A dynamical theory of structures solids. I Basic developments

Abstract

Based on the well-accepted notion of a Bravais lattice of a crystal at the atomic scale and with particular reference to inelastic behaviour of materials, this paper is concerned with the construction of a macroscopic dynamical theory of solids which incorporates the effect of the presence of the atoms and their arrangements. The theory incorporates a wide variety of microstructural processes occurring at various physical scales and has a range approaching the atomic scale. These processes include the effect of the motion of individual dislocations, which are modeled here as continuous distributions at the macroscopic scale. The formulation of the basic theory, apart from the kinematical and kinetical variables employed in classical continuum mechanics, utilizes a triad of independent vector-valued variables — called directors — (or an equivalent tensor-valued variable) which represent the lattice vectors and are determined by additional momentum -like balance laws associated with the rate of change of lattice deformation in the spirit of a Cosserat (or directed) continuum. A suitable composition of the triad of directors and the ordinary deformation gradient is identified as a measure of perm anent or plastic deformation, the referential gradient of which plays a significant role in the kinematics of lattice defects.

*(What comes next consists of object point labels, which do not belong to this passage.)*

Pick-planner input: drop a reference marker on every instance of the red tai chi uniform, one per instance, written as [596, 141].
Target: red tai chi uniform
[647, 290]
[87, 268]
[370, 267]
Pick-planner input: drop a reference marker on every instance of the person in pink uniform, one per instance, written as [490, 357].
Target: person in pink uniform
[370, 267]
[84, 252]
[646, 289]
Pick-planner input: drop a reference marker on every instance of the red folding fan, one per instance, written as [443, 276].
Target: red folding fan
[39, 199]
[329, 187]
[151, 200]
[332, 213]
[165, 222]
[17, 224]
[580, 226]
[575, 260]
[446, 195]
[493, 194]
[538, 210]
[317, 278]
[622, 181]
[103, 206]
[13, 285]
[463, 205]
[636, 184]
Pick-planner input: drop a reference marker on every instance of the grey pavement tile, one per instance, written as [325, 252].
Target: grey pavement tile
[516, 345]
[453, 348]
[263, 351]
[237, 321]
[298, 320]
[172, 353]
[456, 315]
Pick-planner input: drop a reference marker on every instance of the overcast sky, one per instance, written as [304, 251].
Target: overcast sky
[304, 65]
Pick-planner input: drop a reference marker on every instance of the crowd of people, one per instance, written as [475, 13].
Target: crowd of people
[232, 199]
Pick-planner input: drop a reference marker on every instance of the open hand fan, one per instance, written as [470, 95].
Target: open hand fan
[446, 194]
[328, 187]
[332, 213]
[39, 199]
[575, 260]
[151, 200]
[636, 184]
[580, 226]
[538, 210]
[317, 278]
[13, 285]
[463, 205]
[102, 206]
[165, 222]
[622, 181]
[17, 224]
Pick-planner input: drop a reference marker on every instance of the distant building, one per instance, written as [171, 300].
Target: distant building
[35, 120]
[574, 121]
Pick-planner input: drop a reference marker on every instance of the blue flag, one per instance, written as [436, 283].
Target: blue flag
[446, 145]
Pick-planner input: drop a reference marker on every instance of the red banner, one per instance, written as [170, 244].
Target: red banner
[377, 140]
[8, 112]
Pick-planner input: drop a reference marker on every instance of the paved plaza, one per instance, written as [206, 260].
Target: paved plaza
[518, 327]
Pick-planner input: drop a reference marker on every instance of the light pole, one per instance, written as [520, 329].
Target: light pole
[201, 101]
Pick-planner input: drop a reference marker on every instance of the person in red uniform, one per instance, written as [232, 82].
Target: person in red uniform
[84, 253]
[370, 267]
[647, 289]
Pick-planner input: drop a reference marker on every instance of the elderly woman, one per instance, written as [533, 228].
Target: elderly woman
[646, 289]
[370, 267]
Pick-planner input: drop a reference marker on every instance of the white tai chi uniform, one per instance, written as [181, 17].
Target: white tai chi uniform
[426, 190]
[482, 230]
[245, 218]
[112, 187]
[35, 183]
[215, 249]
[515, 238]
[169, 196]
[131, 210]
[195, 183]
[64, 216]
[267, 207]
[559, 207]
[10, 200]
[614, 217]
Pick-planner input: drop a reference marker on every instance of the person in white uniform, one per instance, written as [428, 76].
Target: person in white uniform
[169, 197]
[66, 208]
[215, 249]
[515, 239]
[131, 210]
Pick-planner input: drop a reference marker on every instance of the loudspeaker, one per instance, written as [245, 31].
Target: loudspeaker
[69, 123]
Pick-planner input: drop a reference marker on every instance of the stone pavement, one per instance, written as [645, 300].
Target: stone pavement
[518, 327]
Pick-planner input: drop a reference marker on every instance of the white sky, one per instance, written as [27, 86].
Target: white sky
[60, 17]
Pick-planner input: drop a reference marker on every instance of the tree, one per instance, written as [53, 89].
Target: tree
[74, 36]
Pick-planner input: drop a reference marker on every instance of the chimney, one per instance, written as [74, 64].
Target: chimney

In particular, a uniquely defined skew-symmetric part of the gradient of plastic deformation is identified as a measure of the density of dislocations in the crystal. The additional momentum -like balance laws associated with the rate of lattice deformation include the effect of forces necessary to maintain the motion of dislocations, as well as the inertia effects on the microscopic and submicroscopic scales arising from the director fields. The basic theoretical developments also provide important clarifications pertaining to the structure of the constitutive response functions for both viscoplasticity and (the more usual) rate independent plasticity.